Alors même que les croiseurs de combat de Duellos s’en éloignaient, l’Opportun, l’Éclatant et l’Inspiré ciblaient un de leurs homologues ennemis, ainsi qu’un croiseur lourd tout proche qui avait réussi à rendre opérationnelles quelques-unes de ses armes. Un déluge de frappes ne tarda pas à laisser ces deux bâtiments totalement désemparés, tandis que la septième division de croiseurs de combat poursuivait son chemin, sur les brisées des vaisseaux de Duellos, vers le croiseur de combat blessé. Celui-ci s’était détaché un peu plus tôt de la Flottille sacrifiée et tentait à présent d’opérer la jonction avec les deux cuirassés filant en direction des bâtiments endommagés pour s’efforcer futilement de les protéger.

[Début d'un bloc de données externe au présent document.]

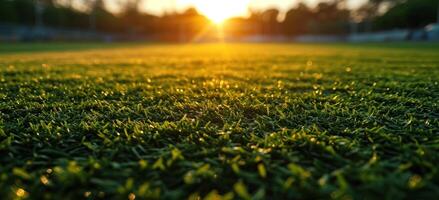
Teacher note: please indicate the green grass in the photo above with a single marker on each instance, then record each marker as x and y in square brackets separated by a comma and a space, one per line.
[244, 121]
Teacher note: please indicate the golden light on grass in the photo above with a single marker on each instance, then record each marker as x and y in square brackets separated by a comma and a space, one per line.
[20, 192]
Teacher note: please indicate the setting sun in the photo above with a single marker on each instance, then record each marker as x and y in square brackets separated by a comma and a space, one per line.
[219, 11]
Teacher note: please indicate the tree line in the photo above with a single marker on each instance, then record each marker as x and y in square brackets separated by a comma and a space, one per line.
[328, 17]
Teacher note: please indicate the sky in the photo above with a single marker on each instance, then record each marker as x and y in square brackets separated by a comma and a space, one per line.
[235, 7]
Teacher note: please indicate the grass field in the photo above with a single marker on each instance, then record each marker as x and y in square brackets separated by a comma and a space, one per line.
[241, 121]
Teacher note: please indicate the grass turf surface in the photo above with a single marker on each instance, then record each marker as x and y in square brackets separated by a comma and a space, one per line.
[239, 120]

Quelques minutes plus tard, le Léviathan de Tulev menait ses croiseurs de combat à l’assaut de deux autres croiseurs lourds, qu’ils réduisaient à leur tour au silence avant d’achever les dernières armes encore intactes du cuirassé.
Desjani était passée en mode « acquisition de cibles », les yeux rivés sur son hologramme, tandis que l’Indomptable, le Risque-tout et le Victorieux gagnaient du terrain sur le seul croiseur de combat de la Flottille sacrifiée dont les armes fonctionnaient encore. « Indomptable et Risque-tout, visez les armes. Victorieux, visez les autres systèmes opérationnels. »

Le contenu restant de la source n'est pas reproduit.